# Teamspeak ?



## BlueEagel (29. Dezember 2004)

Moinsen

Habe mal ne kurze frage und zwar habe ich mir von teamspeak.org den server client gesaugt und wollte jetzt mal wissen wie das jetzt alles  das jetzt von aussen einer auf mich connecten kan. mein prob ist das ich hinter einen router henge.

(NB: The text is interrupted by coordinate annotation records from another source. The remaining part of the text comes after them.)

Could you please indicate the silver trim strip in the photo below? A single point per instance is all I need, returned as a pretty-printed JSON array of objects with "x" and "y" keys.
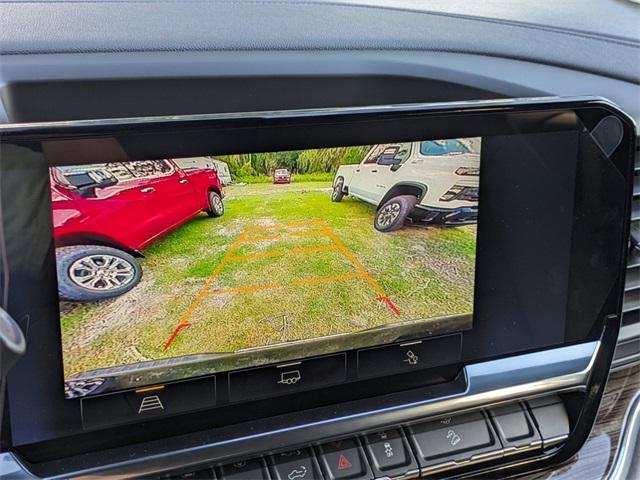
[
  {"x": 628, "y": 448},
  {"x": 487, "y": 383}
]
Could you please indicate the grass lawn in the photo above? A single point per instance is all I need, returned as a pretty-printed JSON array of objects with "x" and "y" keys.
[{"x": 287, "y": 264}]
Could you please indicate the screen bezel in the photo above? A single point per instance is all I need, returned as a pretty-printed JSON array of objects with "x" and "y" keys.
[{"x": 189, "y": 136}]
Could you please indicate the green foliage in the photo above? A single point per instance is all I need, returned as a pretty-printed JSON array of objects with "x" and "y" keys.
[{"x": 259, "y": 167}]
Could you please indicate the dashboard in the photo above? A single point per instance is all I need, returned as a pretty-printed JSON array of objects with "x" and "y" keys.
[{"x": 364, "y": 414}]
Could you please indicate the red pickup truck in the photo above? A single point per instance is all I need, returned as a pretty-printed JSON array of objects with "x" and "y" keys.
[{"x": 104, "y": 215}]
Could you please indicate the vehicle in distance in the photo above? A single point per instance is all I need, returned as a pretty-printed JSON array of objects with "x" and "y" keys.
[
  {"x": 281, "y": 175},
  {"x": 105, "y": 214},
  {"x": 221, "y": 168},
  {"x": 433, "y": 182}
]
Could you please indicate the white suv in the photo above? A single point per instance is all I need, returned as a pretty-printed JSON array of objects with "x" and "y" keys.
[{"x": 435, "y": 181}]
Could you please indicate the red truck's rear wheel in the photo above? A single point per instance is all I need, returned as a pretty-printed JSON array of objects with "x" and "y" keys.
[
  {"x": 216, "y": 207},
  {"x": 92, "y": 272}
]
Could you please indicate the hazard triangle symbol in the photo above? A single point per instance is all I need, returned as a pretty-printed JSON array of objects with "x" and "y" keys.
[{"x": 343, "y": 463}]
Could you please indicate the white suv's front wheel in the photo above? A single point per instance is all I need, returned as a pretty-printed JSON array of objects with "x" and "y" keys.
[{"x": 392, "y": 214}]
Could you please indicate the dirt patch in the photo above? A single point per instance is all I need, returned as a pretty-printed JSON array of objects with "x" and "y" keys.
[{"x": 143, "y": 304}]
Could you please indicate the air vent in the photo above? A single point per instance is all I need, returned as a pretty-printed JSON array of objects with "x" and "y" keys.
[{"x": 628, "y": 350}]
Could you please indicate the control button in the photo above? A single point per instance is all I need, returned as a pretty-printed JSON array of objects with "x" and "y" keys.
[
  {"x": 515, "y": 427},
  {"x": 389, "y": 453},
  {"x": 551, "y": 419},
  {"x": 149, "y": 402},
  {"x": 408, "y": 356},
  {"x": 297, "y": 464},
  {"x": 454, "y": 439},
  {"x": 254, "y": 469},
  {"x": 344, "y": 459},
  {"x": 287, "y": 378},
  {"x": 205, "y": 473}
]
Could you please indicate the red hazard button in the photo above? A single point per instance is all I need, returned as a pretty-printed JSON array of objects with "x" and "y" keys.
[{"x": 343, "y": 460}]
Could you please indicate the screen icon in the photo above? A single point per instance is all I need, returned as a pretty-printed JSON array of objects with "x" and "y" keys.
[
  {"x": 290, "y": 378},
  {"x": 344, "y": 463},
  {"x": 150, "y": 403},
  {"x": 412, "y": 358},
  {"x": 298, "y": 473}
]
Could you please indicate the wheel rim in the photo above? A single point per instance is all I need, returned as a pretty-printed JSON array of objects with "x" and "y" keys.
[
  {"x": 217, "y": 203},
  {"x": 388, "y": 214},
  {"x": 101, "y": 272},
  {"x": 336, "y": 189}
]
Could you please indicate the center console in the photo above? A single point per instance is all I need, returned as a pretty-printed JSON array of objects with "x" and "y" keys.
[{"x": 383, "y": 292}]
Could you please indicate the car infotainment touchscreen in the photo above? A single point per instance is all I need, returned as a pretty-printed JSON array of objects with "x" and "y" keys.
[
  {"x": 242, "y": 260},
  {"x": 177, "y": 274}
]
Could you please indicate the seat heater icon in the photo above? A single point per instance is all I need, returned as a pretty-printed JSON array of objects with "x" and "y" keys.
[
  {"x": 150, "y": 403},
  {"x": 297, "y": 473},
  {"x": 290, "y": 378}
]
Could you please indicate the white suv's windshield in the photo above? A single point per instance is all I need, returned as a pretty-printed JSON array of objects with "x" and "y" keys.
[{"x": 442, "y": 147}]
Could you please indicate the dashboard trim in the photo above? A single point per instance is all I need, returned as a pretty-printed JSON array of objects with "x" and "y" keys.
[{"x": 484, "y": 384}]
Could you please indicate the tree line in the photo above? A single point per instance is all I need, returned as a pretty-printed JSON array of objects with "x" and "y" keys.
[{"x": 321, "y": 160}]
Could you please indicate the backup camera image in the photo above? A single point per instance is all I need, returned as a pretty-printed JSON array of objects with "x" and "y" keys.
[{"x": 209, "y": 264}]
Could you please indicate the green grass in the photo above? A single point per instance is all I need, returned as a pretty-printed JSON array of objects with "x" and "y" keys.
[
  {"x": 296, "y": 178},
  {"x": 427, "y": 272}
]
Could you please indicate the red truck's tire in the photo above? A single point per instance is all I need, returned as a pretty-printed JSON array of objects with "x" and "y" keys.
[
  {"x": 216, "y": 207},
  {"x": 89, "y": 273},
  {"x": 338, "y": 190}
]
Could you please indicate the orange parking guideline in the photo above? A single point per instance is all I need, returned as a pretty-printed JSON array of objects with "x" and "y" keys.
[
  {"x": 255, "y": 288},
  {"x": 335, "y": 278},
  {"x": 354, "y": 260},
  {"x": 238, "y": 258},
  {"x": 323, "y": 230},
  {"x": 183, "y": 321},
  {"x": 260, "y": 238},
  {"x": 251, "y": 256}
]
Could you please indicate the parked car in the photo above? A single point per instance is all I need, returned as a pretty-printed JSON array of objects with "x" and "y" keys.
[
  {"x": 104, "y": 215},
  {"x": 281, "y": 175},
  {"x": 221, "y": 168},
  {"x": 434, "y": 181}
]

2 frage kann ich das auch mit teamspeak irgentwe so machen das ich nen prog etc auf nen server lade und ich den denn darüber laufen lassen kan ?

MFG BlueEagle


----------



## Arne Buchwald (30. Dezember 2004)

Hallo blueangel,

du bist ja bereits recht lange hier auf Tutorials.de registriert und müsstest demnach (hoffentlich ) auch etwas von unserem Anliegen nach vernünftiger Rechtschreibung und Grammatik mitbekommen haben. Durch richtige Rechtschreibung und Grammatik erleichterst du anderen Mitgliedern das Lesen deiner Beiträge ungemein, so dass du dadurch auch wesentlich leichter und schneller eine Lösung erhalten kannst.
Es wäre schön, wenn du den Gedanke beim Verfassen deiner nächsten Beiträge berücksichtigen könntest. 

Zum Problem:
Auf irgendeinem Server muss halt ein Prozess laufen, zu dem die Clients connecten können. Ob das auf deinem Heimrechner oder einem Server im Internet ist, ist soweit erstmal egal. Weiteres sollte in den Anleitungen / Readmes / Dokumentationen auf teamspeak.org zu finden sein.


----------



## Andreas Späth (30. Dezember 2004)

Was den Router betrifft, schau in der von Arne bereits erwähnten Dokumentation nach welche Ports Teamspeak nutzt, diese müstest du dann entsprechend in deinem Router freigeben bzw forwarden.

Du selbst solltest wenn du Server und Client auf dem selbem Rechner betreibst über localhost/127.0.0.1 zugreifen da viele Router kein Loopback unterstützen.
Zumindest habe ich bei anderen Serveranwendungen schon öfters damit Probleme gehabt.


----------



## BlueEagel (30. Dezember 2004)

Sorry für die rechtschreibung liegt an meiner legastini <- wenn das so geschrieben wird 

ja aber mit meinen prob komm ich trotzdem net weiter... weil wenn ich die ports freigeben wenn TS und Der Client auf einem rechner sind habe ich ja immer noch die ip (192.168.2.*) als die wo mein rechner zum router connectet. also kann auch kein aussenstehnder zu mir connecten ?!.

MFG BlueEagle


----------